If it relates to income, I’d keep supporting docs as long as you keep all other tax docs for that same year.
That makes sense. I do have the statements with the income from the cash out. I will put in the file with that year’s income tax and shred the other non-income related paperwork. Thanks for your reply.
Side question - did you feel you got your money’s worth by using this kind of life insurance?
We were talked into it about 35 years ago by the insurance agent who provided our homeowners insurance on our new home. We were novices and had no idea what we were doing. I’m sure he received a commission on selling it to us. Well, we’re both alive, so didn’t use the death benefit. The cash amount was a nice chunk of change to get back, so we don’t have any complaints at this point. After listening to Clark for so long, we certainly wouldn’t repeat this purchase but we don’t feel it was a problem to have it all these years.
Yep that confirms the old saying that life insurance is never bought it’s always sold. I’m glad it has worked out well for you all the years.
I can tell you my opinion. In what I believe was about 1976, I bought a Whole Life paid up at age 65 policy fron a respectable insurance company. It was GELICO (Government Employees Life Insurance Company) a division of GEICO. I paid something like $13.58 a month for years and years and years. In the early years I was late with a payment or two and sure enough, the salesman sent me a packet of per-addressed and stamped envelopes for payments to make sue I didn’t have that excuse for default.
GELICO got bought out by another company and then another. I had those payments automatically taken out of my checking account for decades.
There was a loan option which I had taken for a couple hundred of dollars years back.

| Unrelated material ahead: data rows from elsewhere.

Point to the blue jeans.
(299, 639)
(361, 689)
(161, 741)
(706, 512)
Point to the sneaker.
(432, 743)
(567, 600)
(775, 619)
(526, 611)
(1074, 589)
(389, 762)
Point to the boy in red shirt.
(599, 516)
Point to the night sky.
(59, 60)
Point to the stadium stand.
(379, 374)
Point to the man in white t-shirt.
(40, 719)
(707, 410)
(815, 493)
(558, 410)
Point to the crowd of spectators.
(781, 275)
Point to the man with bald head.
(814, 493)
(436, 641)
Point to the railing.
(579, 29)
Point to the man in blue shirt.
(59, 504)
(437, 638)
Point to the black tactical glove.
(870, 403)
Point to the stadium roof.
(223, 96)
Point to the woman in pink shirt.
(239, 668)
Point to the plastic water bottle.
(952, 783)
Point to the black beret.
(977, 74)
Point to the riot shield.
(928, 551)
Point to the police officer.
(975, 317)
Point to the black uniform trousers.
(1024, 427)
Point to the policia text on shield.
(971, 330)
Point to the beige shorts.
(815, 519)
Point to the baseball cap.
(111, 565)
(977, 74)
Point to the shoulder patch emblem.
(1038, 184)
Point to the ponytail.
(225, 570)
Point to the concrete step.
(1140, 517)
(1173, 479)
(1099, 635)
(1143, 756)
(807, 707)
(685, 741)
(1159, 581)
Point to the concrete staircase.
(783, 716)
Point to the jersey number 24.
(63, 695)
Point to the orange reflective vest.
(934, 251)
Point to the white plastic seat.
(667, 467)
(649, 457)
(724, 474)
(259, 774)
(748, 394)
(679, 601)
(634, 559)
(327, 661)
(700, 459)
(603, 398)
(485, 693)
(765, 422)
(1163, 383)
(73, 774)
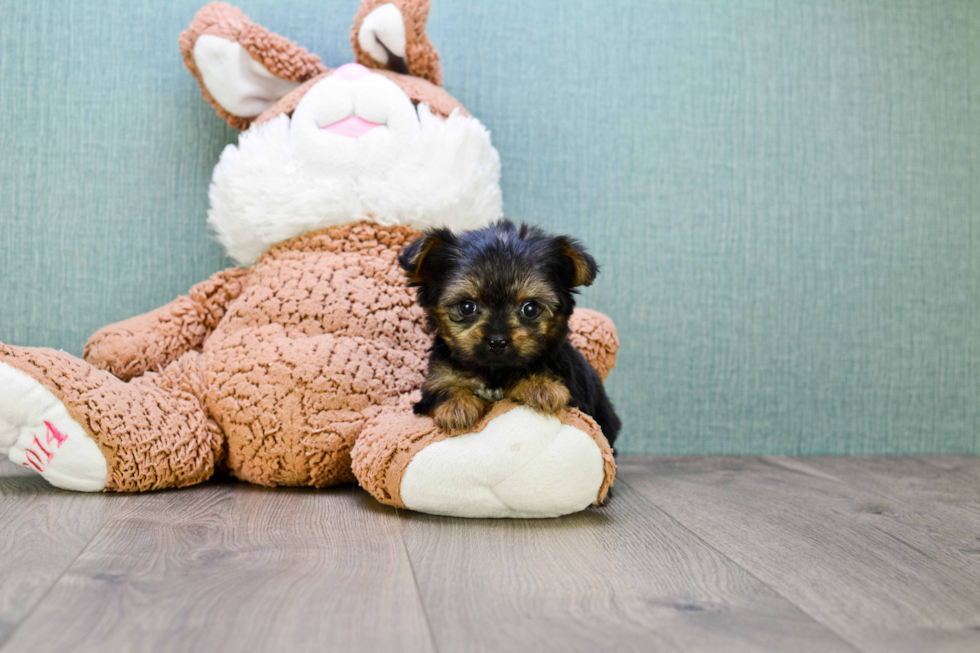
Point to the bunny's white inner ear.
(383, 31)
(240, 84)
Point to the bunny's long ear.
(243, 69)
(390, 34)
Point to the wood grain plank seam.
(620, 478)
(415, 579)
(43, 597)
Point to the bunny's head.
(378, 139)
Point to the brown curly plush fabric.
(389, 443)
(277, 54)
(421, 56)
(270, 372)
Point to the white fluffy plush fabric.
(266, 190)
(523, 464)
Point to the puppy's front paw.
(459, 413)
(543, 394)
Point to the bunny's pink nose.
(352, 71)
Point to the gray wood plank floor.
(690, 554)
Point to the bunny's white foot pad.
(37, 432)
(522, 464)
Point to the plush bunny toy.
(300, 367)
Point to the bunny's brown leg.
(84, 429)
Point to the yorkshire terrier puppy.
(498, 301)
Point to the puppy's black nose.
(497, 343)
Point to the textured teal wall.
(785, 196)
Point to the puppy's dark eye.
(530, 310)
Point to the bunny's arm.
(151, 341)
(595, 336)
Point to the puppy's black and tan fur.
(498, 300)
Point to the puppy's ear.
(579, 267)
(419, 258)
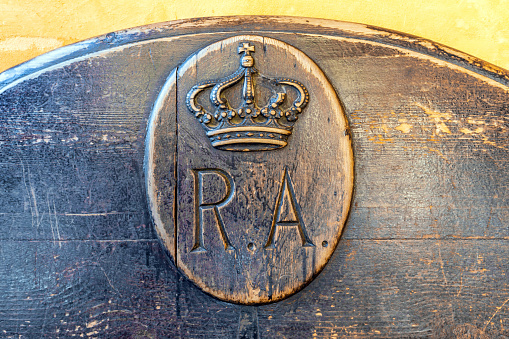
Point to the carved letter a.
(286, 189)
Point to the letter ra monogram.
(286, 194)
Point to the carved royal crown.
(248, 127)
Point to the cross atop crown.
(246, 47)
(251, 126)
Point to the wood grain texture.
(423, 252)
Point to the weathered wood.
(423, 252)
(238, 251)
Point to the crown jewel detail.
(248, 127)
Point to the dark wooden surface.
(423, 253)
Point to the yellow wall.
(32, 27)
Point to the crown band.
(248, 127)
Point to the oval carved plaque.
(249, 169)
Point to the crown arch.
(280, 108)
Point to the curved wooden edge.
(245, 23)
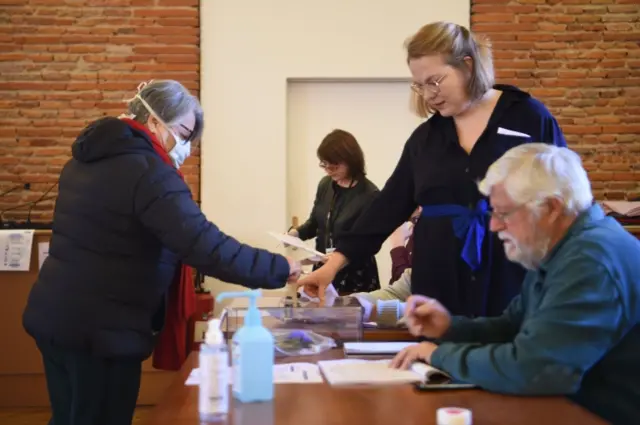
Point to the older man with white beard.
(575, 328)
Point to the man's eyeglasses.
(503, 217)
(432, 86)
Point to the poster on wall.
(43, 252)
(15, 250)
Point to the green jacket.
(574, 330)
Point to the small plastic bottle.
(213, 398)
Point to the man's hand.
(413, 353)
(426, 317)
(295, 269)
(401, 235)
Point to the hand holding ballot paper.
(425, 316)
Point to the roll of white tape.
(453, 416)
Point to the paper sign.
(15, 250)
(43, 252)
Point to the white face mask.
(182, 150)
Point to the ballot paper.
(296, 243)
(287, 373)
(375, 372)
(15, 250)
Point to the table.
(321, 404)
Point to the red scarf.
(172, 347)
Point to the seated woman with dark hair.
(341, 198)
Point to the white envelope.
(296, 243)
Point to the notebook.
(377, 372)
(624, 208)
(375, 348)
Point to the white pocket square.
(514, 133)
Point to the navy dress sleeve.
(392, 207)
(164, 205)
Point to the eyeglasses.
(432, 86)
(326, 166)
(503, 217)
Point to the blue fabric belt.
(468, 224)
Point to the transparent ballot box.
(341, 322)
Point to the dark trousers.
(88, 390)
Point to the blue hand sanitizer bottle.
(252, 353)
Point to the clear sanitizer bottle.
(213, 398)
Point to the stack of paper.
(375, 348)
(288, 373)
(374, 372)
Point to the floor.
(38, 416)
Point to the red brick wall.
(65, 63)
(582, 58)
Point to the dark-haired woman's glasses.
(432, 86)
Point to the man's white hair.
(537, 171)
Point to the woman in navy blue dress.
(472, 122)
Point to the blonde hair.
(455, 43)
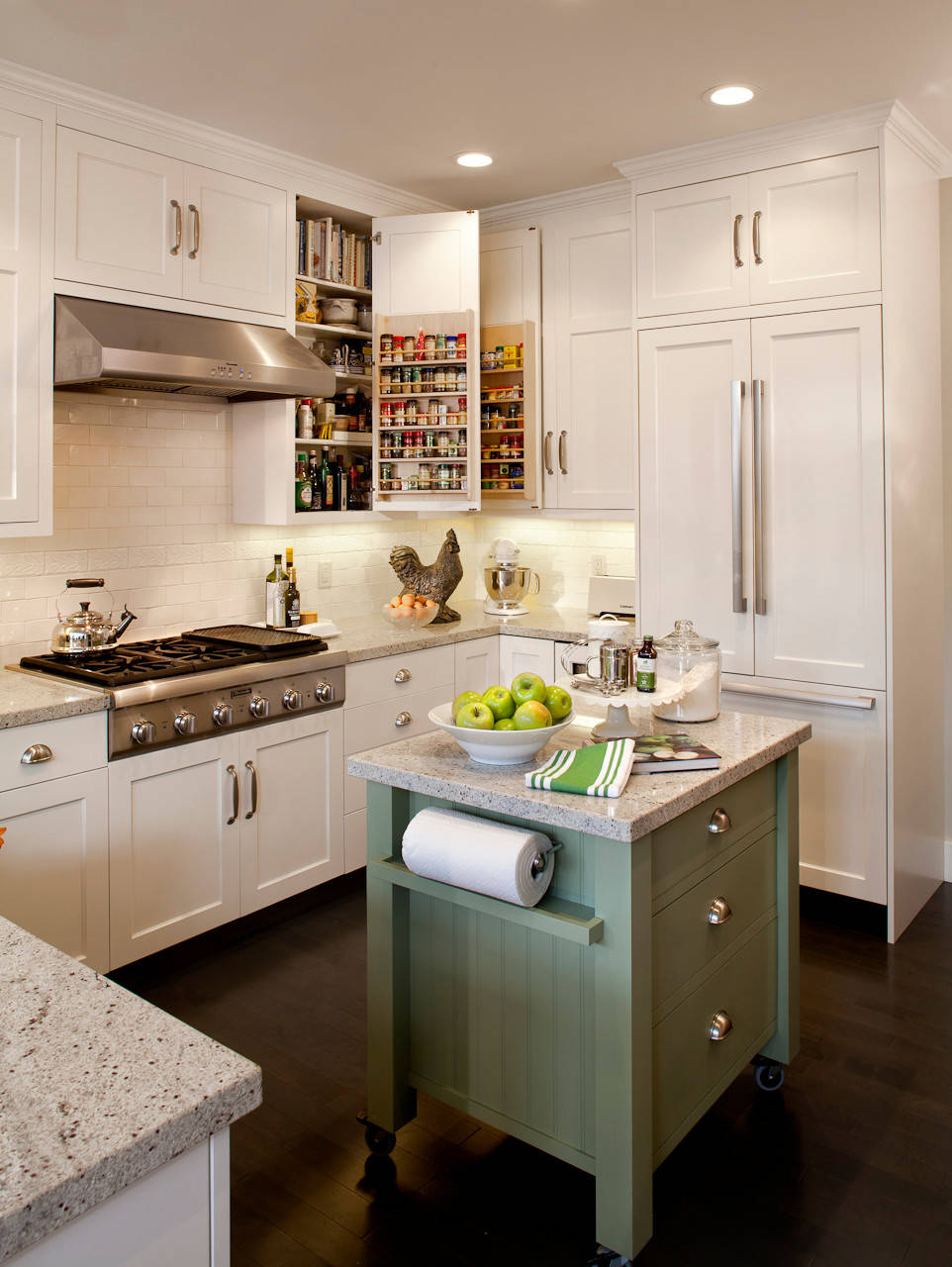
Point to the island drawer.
(690, 841)
(66, 745)
(689, 1066)
(703, 923)
(397, 675)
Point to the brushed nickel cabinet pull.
(719, 1026)
(36, 754)
(719, 911)
(719, 823)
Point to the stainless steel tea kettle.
(87, 633)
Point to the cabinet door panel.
(295, 836)
(114, 221)
(53, 864)
(688, 483)
(686, 247)
(240, 239)
(819, 229)
(172, 855)
(823, 519)
(26, 394)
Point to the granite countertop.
(96, 1089)
(435, 765)
(27, 698)
(368, 637)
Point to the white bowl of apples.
(507, 727)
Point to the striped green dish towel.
(601, 769)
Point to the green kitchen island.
(603, 1023)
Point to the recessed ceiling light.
(728, 94)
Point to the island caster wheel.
(769, 1076)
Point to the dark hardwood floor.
(851, 1163)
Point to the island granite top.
(435, 765)
(98, 1089)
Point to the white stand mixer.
(507, 583)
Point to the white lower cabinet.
(53, 865)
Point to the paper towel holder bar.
(540, 859)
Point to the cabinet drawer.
(683, 936)
(374, 681)
(685, 845)
(76, 744)
(374, 725)
(688, 1066)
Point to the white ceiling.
(554, 89)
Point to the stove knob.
(222, 715)
(143, 732)
(185, 723)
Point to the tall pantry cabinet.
(789, 433)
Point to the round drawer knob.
(719, 1026)
(719, 823)
(719, 911)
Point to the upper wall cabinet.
(803, 231)
(132, 220)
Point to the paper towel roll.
(474, 853)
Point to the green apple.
(475, 716)
(528, 686)
(531, 715)
(466, 697)
(499, 701)
(558, 702)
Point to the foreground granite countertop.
(368, 637)
(27, 698)
(435, 765)
(96, 1089)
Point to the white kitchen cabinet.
(132, 220)
(291, 808)
(801, 231)
(792, 583)
(53, 863)
(26, 324)
(525, 655)
(589, 438)
(173, 845)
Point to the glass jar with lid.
(692, 661)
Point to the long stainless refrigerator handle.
(760, 593)
(738, 597)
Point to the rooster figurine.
(435, 580)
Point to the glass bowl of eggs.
(411, 611)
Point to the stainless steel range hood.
(100, 344)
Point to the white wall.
(142, 497)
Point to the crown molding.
(339, 185)
(746, 145)
(547, 204)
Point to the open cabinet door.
(427, 277)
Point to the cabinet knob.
(719, 1026)
(36, 754)
(719, 911)
(719, 823)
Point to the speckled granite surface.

Then a few years before I turned 65 I got a mailing form the company which currently held the account. It said there was a discrepancy between what I was being charged (or I guess collected) and that they had changed my policy from a "paid up at age 65) to a term policy, which looked as though I would have to start paying after age 65. I filed a complaint with both my State and their State insurance Commissioners and my policy was changed back. I don’t know if the 1st change had been a mistake or scam they were pulling off but at least I got what I signed up for.
I decided to pay up the policy and take the proceeds a few years early. OK, so “paid up age age 65” to me meant when I turned 65 in October. Their answer was “December in the year you turn 65”.
When I cashed out I took my approximately $8,000 and spent it. Was it worth the hassles? Not for me. It turns out that I never got married nor died, so it was not worth the loss of interest I could have made by investing it.
I have hurricane insurance in an area that has never had a hurricane hit in recorded history, yet could at any time (a horrible hurricane hit 300 miles from me years ago).
Only once did I see an insurance policy pay off almost fully. My Dad got a house full of furniture and got what Clark calls ‘croak and choke insurance’. He paid one payment and died of a heart attack. Certainly not the way you want free furniture but free none-the-less.
Ok now the mathematician in me is curious. $13.58 a month starting in 1976 and you paid for how many decades and got paid $8000 when? I will tell you what your rate of return was… and what a conservative 60/40 stock and bond investment would have garnered you. I have so many great memories from that Bicentennial year by the way, good times!
I ran $13.58/mo for 43 years @ 8.3% interest through MoneyChimp and got $66,561.90.
My Dad used to say “notice how the biggest downtown office buildings are insurance companies?”